After reading a lot about 'what is the most joyful size penis for vaginal sex for the average woman (joy vs pain)' (
www.phalloboards.info/forum/lust-love-va...o-be.html#1308710334
) i personally think this size is 5.7 inches girth. Perhaps even 5.6.
Average means that approximately half would prefer it to be 1mm thinner, the other half would prefer it to be 1mm fatter.
And i think 5.7 inches is on one hand very big (top 6% of western average regarding
calcsd.info/
), on the other hand not 'omg, what the fuck is that!?' big. Which i think makes sense - i mean i think it makes sense that the average 'best' size for a woman is not totally outlandish. I mean actually the idea that the best size for women is what only the top 6% of men have seems already totally outlandish.
5 inches girth (average girth of the bestselling dildos i think in western countries) would be top 34% of men having that - that seems actually more 'logical' to me.

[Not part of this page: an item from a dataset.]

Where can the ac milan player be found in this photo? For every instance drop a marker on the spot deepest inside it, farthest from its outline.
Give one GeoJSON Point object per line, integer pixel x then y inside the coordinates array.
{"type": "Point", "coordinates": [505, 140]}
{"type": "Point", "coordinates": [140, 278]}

(5.5 inches girth is top 10% girth..)
I think the size women would prefer to look at and touch with their hand is much bigger than their ideal size they want in their vagina (and even more anal).
'I want to impress women' -
Omg, i remember being 15 and super super shy, real bad social anxiety, and being as tall as the smallest girl in class. And i thought if i just would have a giant penis, i would be self-confident.

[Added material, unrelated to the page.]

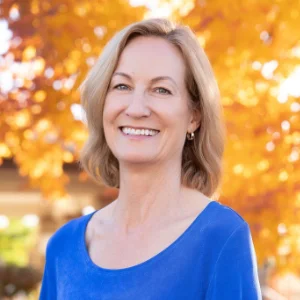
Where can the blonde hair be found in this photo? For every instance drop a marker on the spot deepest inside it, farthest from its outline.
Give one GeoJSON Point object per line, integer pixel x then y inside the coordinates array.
{"type": "Point", "coordinates": [202, 157]}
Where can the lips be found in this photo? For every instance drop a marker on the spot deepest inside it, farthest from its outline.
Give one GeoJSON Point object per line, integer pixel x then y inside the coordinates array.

And then the idea 'the bigger the better'. Is a pretty simple idea / daydream. That the bigger my penis would be, the more women would be pleasently surprised and in awe and the more joy i could give the women - basically like porn shows. And even in my daydream they would be insanely attracted to the penis + struggle with a bit of pain to get it in + somehow then super-enjoying it. And i think them having pain but also enjoying it maximally already doesn't make sense.
And now with the next round i guess i can achieve what i think is 'ideal size'. So i will have that maxed out. So there will be one less 'i wish i had... then i would be more self-confident' i guess.
Or will it?
Even if my size would be the average of the perfect wished size of all women, then that still i guess would mean that half would like it thinner and half would like it thicker. Each woman stands on it's own and has her own 'perfect dick' which could be much thinner or much fatter than mine.
And my mind can work all things - if before my mind could imagine 'oh, it would be so great if i had the perfect dick, all women would be delighted and i would be super confident' - when having the 'perfect size' my mind could work up all the reasons why this is not the great advantage i thought it was, that for women eg tallness is 20x more important and all kinds of things.
There is also this cracy phenomenon:
A woman telling me 'you have the perfect dick, not to small and not too big' (i remember twice) - i interpret as a kind of a diss. I make it mean that i should be bigger. Or that i am not big. Or that i should be bigger or want to be bigger. Which seems kinda.. insane.
Perhaps one part of it is not trusting women. And in these 2 situations i have no reason at all to not trust them cause they said it unprompted and super-easily just could not have said it.
The other part is - i want to be bigger than they prefer? I guess that's wanting to be dominant.
And logically i want maximal pleasure for the women who have sex with me.